Côté événementiel, cela se passera au Palais de Tokyo à Paris les 6, 7 et 8 septembre prochains. La chaîne culturelle française prévoit trois jours de directs et de rencontres pour fêter son cinquantenaire autour du slogan-anagramme “lancer ce futur” décidé par son directeur, Olivier Poivre d’Arvor.
À la lecture du programme complet de la manifestation, on peut noter que chaque département de la chaîne s’y met en scène avec ses spécificités. Du côté de la fiction, par exemple, le réalisateur Alexandre Plank propose aux visiteurs d’enregistrer, bruiter, mettre en musique et en ondes un texte de leur choix – poésie, théâtre, extrait de roman ou recettes de cuisine, qui seront diffusés dans la foulée.
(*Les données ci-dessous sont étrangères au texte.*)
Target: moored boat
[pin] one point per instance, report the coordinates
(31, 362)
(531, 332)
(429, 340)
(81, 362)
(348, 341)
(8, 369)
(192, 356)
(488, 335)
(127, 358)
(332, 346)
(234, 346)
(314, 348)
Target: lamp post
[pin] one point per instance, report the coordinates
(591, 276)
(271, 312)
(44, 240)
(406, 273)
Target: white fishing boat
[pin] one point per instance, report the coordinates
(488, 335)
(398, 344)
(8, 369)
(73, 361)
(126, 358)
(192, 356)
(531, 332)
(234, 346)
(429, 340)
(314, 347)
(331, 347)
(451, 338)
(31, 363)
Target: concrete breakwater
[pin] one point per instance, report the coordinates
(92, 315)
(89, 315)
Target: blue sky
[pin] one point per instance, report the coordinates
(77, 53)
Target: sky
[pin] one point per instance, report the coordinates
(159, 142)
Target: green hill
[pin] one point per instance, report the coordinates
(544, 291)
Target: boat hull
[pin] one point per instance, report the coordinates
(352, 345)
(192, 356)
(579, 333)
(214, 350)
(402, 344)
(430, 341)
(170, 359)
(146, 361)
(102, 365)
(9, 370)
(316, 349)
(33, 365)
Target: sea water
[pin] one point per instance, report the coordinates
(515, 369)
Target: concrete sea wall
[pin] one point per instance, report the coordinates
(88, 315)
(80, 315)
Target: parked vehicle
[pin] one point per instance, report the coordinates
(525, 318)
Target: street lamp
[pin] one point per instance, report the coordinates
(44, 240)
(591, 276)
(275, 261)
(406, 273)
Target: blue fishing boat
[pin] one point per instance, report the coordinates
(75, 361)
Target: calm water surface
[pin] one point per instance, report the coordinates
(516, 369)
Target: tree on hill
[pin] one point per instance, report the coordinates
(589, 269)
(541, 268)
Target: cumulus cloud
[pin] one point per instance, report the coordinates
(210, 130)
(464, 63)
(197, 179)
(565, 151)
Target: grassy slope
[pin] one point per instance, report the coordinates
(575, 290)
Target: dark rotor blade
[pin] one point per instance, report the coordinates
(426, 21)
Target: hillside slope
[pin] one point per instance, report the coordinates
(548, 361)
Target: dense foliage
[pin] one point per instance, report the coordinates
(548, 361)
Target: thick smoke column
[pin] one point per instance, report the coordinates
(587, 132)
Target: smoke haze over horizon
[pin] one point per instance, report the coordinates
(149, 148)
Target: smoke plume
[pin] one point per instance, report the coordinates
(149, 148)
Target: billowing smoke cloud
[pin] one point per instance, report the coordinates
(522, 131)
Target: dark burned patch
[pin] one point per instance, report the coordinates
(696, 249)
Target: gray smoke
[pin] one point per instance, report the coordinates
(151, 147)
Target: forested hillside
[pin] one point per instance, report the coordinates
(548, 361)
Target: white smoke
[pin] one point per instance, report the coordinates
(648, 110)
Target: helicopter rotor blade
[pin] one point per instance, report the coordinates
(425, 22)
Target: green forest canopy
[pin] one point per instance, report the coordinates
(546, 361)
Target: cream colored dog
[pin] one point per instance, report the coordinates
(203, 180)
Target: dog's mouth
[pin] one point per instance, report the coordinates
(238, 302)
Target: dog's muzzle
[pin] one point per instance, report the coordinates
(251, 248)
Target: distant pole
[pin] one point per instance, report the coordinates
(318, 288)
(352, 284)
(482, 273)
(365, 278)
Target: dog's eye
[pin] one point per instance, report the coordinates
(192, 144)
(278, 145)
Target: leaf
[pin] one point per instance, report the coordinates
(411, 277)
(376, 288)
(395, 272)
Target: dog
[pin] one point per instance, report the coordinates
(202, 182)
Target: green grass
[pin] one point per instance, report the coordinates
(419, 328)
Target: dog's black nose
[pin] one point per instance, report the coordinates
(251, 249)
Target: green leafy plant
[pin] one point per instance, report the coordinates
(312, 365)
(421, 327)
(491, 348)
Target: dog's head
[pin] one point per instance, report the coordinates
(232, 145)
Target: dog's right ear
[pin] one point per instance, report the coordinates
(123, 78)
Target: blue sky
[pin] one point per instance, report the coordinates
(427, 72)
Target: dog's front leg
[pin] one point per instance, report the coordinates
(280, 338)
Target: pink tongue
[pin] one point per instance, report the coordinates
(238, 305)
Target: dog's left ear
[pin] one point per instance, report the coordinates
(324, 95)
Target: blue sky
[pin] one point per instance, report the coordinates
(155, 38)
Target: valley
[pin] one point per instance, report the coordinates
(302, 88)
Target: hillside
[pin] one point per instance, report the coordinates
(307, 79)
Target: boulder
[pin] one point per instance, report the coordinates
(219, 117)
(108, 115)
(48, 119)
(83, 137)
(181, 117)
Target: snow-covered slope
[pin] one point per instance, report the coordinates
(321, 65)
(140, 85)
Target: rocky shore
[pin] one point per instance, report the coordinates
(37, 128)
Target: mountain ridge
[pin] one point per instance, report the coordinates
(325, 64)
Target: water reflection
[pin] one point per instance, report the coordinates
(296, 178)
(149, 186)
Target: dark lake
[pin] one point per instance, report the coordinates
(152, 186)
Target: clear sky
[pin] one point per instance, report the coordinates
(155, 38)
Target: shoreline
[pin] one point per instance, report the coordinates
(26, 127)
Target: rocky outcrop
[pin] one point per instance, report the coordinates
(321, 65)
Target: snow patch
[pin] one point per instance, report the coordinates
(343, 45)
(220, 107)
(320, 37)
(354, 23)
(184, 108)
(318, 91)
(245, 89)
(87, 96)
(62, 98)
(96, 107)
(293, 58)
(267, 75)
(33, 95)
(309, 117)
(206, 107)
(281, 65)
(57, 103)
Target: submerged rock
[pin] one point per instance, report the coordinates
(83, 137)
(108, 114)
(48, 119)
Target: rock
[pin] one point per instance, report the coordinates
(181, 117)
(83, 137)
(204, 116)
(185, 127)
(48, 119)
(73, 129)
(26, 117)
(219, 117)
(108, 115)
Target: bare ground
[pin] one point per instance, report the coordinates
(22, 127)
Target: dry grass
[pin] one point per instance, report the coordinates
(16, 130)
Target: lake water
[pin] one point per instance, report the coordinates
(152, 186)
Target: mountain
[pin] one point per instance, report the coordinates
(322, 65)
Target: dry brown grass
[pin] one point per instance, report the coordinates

Du côté du documentaire et de la création radiophonique, l’unité coordonnée par Irène Omélianenko, cinquante documentaires (un par année) seront donnés à entendre au casque grâce à la Scam, ainsi que des fragments d’œuvres contemporaines employant le multicanal (par Floy Krouchi, Pierre Jodlowski et Arnaud Contreras) en collaboration avec la direction des Nouveaux médias.
Sont également programmées des rencontres transdisciplinaires avec des documentaristes de radio, cinéma ou photographie. On remarque en outre une carte blanche donnée à l’association Longueur d’ondes, organisatrice du festival éponyme à Brest.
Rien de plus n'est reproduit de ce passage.